Konuşmayı, onu avutmaya çalışmayı, kısaca o anda yaptığım her şeyi bırakıp, sadece onu dinlemeye başladım. Benim gitmeme izin vermek, beni bırakmak adına nasıl çabaladığını işte o an fark ettim. Ancak elinden geleni yapsa da, duygusal olarak bunu bir türlü başaramıyordu. Onun tereddütlerini, vücut dilini, sesini, acısını duydum o an. Yorgundu, duygusal olarak zayıftı ve bana ihtiyacı vardı. Arkadaşıma dönüp kendimden emin bir şekilde akşam yemeğine katılamayacağımı söyledim. Üstümü değiştirdim ve kızımla yemeğe oturduk. Garip bir şekilde içimde hiçbir kızgınlık yoktu. Daha önceleri bu tür durumlardan alışık olduğum kızgınlık duygusunu hissetmediğime önce şaşırdım. Ancak bu kez farklı olan kendime acıma duygusuna yenilmemiş olmamdı: “Zavallı ben, zaten hiç dinlenemiyorum, bir akşam bile çıkıp eğlenmek bana çok görülüyor” v.s. Peki bu düşünceler neden gelmiyor ve neden beni içine çekmiyor bu kez diye merakla sordum kendime. Ve şöyle bir hisle yüzleştim bu kez, Irmağı gerçekten dinlemiş olma hissi. Kendi içimde kaybolmadan, karşımdakini duymakla beraber gelen empati hissi. ‘Bu nasıl bir özgürlük’ diye geçirdim içimden. Hiçbir kızgınlık, kendine acıma duygusu hissetmeden kızımla yediğimiz akşam yemeğinin keyfine bıraktım kendimi.

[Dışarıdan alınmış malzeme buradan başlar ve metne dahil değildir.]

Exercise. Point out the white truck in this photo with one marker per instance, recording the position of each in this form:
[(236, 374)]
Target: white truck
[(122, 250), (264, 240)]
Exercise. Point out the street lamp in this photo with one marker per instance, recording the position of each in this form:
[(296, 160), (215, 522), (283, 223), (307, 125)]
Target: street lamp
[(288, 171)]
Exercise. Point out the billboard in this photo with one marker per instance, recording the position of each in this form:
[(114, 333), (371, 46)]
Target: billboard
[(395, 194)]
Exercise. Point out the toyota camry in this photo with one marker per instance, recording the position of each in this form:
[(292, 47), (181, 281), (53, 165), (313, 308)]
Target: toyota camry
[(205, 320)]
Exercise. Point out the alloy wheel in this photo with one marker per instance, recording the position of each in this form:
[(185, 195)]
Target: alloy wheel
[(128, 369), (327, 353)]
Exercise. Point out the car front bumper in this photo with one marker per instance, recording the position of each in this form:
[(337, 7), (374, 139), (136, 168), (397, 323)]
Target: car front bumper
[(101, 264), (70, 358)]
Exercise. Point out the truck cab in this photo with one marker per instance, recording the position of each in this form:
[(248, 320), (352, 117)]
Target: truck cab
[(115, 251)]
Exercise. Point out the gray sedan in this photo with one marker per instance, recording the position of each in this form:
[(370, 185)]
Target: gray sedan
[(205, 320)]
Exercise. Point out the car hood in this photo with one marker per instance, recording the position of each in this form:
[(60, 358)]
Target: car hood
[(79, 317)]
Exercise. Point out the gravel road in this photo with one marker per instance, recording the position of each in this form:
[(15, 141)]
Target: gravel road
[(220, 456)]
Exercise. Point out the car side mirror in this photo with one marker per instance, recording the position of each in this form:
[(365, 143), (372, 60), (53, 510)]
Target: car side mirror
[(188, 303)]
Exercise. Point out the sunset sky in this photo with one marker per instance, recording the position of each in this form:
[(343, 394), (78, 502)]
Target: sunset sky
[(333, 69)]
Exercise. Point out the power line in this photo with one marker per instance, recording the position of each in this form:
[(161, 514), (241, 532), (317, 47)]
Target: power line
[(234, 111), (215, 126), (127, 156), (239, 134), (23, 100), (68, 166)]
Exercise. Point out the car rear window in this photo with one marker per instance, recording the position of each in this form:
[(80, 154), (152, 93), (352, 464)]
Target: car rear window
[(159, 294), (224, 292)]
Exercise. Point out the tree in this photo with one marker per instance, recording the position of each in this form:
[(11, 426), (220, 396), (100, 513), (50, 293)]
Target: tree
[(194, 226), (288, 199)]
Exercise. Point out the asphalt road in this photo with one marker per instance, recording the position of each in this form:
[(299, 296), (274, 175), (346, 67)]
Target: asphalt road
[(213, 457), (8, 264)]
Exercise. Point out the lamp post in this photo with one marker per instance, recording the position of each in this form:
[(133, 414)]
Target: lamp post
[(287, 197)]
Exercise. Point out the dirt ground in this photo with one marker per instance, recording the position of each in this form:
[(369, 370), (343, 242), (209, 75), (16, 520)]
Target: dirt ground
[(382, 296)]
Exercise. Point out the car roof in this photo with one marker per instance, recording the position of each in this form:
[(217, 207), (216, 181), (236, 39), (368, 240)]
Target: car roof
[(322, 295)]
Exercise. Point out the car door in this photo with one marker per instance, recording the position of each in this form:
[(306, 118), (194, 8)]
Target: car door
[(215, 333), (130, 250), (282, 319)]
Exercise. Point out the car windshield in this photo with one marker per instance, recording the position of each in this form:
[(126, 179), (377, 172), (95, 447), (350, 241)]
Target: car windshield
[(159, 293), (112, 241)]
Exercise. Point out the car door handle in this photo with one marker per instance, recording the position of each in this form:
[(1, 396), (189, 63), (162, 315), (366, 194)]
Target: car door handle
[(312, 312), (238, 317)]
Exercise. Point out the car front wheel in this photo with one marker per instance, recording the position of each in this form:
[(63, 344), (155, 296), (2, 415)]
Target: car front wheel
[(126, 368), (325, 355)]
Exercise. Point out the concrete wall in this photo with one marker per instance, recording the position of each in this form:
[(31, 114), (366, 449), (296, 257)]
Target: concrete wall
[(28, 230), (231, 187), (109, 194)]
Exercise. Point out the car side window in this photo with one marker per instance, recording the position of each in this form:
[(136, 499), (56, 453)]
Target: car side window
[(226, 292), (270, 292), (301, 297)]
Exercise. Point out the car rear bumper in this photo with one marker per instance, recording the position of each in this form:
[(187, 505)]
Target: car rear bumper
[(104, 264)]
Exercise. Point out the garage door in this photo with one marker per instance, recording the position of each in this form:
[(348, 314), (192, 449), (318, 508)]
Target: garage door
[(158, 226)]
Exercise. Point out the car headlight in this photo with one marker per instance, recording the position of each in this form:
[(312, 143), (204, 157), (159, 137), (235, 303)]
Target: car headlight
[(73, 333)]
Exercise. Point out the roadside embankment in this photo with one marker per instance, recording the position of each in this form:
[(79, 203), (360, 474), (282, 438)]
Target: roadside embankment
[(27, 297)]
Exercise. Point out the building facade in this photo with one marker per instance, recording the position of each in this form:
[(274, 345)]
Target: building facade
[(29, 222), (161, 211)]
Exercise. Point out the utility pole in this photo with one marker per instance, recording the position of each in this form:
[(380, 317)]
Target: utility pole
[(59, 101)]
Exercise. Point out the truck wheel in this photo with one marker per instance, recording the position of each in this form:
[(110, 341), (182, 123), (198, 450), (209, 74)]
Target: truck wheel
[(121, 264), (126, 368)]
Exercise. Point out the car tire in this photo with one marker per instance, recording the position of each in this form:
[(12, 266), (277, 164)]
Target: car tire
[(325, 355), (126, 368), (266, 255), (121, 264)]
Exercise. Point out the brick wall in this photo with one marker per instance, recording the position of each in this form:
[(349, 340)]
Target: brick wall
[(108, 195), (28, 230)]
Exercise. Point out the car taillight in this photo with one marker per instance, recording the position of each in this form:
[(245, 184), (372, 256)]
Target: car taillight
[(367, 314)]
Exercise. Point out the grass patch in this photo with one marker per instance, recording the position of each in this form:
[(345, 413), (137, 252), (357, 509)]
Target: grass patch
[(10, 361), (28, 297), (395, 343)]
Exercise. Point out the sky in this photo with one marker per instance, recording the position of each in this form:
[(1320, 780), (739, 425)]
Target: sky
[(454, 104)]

Birden Irmağın sesiyle irkildim. “Anne biliyor musun” dedi.
-Neyi?
-Ben anne olsaydım, sen çocuk olsaydın, ben de gitmezdim. Seninle kalırdım.

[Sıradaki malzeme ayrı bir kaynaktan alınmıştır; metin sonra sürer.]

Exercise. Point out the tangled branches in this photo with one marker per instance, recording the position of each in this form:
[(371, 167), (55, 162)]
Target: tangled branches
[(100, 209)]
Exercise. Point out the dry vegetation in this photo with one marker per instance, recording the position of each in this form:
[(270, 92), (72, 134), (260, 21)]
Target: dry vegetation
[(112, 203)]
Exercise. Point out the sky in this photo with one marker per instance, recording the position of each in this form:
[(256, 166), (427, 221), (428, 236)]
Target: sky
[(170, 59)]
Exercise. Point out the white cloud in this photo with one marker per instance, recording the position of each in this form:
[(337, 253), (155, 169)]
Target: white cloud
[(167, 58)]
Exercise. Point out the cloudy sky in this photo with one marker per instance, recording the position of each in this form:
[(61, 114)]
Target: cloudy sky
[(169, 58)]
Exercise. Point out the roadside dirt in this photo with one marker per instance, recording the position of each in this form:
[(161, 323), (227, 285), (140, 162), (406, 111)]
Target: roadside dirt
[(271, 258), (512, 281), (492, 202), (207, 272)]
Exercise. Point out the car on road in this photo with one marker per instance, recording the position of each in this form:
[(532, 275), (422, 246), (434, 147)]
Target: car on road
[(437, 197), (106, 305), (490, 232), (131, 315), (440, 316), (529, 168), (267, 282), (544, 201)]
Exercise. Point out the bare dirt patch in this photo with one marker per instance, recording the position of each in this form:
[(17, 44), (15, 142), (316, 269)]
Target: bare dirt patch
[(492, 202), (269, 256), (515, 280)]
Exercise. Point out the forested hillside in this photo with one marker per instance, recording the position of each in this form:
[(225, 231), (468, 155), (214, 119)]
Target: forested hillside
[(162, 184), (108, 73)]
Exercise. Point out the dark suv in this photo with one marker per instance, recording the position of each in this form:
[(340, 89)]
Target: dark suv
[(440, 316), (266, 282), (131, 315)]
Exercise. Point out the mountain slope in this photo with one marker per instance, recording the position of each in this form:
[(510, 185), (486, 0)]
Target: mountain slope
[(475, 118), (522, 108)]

Gözlerim yaşla dolu o an. 3.5 yaşındaki kızım bunu fark etmekle kalmamış, dile de getirmişti. Bir an tutarlı olmak, davranışlarını kontrol etmek adına ne kadar çok onları dinlemediğimizi düşündüm. Ben de kendi geçmişimin yasının yaşlarını akıttım gözlerimden.

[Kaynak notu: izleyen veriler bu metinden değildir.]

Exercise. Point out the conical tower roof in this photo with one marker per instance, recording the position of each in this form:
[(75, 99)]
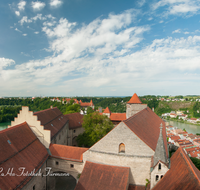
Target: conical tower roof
[(134, 100), (160, 152), (107, 110)]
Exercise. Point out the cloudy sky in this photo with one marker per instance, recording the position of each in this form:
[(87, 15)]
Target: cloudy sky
[(99, 47)]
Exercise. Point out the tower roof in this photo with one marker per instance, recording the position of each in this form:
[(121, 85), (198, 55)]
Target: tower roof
[(134, 100), (160, 152), (107, 110)]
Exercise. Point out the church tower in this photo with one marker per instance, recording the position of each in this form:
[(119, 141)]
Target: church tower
[(134, 105), (160, 162)]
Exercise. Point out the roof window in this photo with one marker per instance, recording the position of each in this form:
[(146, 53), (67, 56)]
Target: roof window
[(9, 141)]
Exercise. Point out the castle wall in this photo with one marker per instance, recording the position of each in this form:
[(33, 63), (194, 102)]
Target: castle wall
[(132, 109), (137, 154), (38, 181), (73, 133), (159, 173)]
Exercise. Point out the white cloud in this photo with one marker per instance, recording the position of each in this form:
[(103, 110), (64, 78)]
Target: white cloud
[(38, 5), (104, 55), (55, 3), (175, 7), (141, 3), (4, 62), (17, 13), (176, 31), (18, 30), (24, 20), (21, 5)]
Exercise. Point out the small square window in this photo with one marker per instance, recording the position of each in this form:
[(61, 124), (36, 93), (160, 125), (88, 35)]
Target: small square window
[(71, 165)]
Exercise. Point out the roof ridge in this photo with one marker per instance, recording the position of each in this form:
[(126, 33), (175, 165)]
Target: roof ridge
[(45, 110), (136, 114), (189, 163), (10, 128), (139, 137)]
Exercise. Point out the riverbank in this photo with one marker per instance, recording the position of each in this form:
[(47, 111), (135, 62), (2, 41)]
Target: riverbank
[(4, 125), (190, 128)]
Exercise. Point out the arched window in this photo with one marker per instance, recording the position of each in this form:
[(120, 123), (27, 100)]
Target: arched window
[(122, 148), (159, 166)]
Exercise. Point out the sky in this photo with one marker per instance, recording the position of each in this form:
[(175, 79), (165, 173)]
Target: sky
[(99, 48)]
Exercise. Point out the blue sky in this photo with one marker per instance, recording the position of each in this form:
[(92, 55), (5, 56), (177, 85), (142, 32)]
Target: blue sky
[(99, 48)]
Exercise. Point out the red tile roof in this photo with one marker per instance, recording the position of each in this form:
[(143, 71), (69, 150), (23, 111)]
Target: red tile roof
[(19, 147), (103, 177), (146, 125), (136, 187), (175, 138), (118, 116), (182, 174), (52, 119), (67, 152), (134, 100), (75, 120), (86, 104), (107, 110)]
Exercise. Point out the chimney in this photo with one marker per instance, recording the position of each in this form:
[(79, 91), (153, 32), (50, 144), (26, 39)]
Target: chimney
[(100, 109)]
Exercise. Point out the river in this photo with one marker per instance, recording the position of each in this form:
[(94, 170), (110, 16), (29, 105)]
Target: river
[(4, 125), (188, 127)]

Ertesi akşam ne mi oldu. Arkadaşımın doğum gününe gitmek için hazırlanırken Irmak “Anne çok geç kalma olur mu” dedi. “Olur” dedim. Bir öpücük kondurdum yanağına ve doğum günü mekânına doğru giderken ‘tutarlı olun o ağlasa bile’ diye başlayan tüm söylemleri haksız çıkarmanın muzip bir gülümsemesi vardı yüzümde.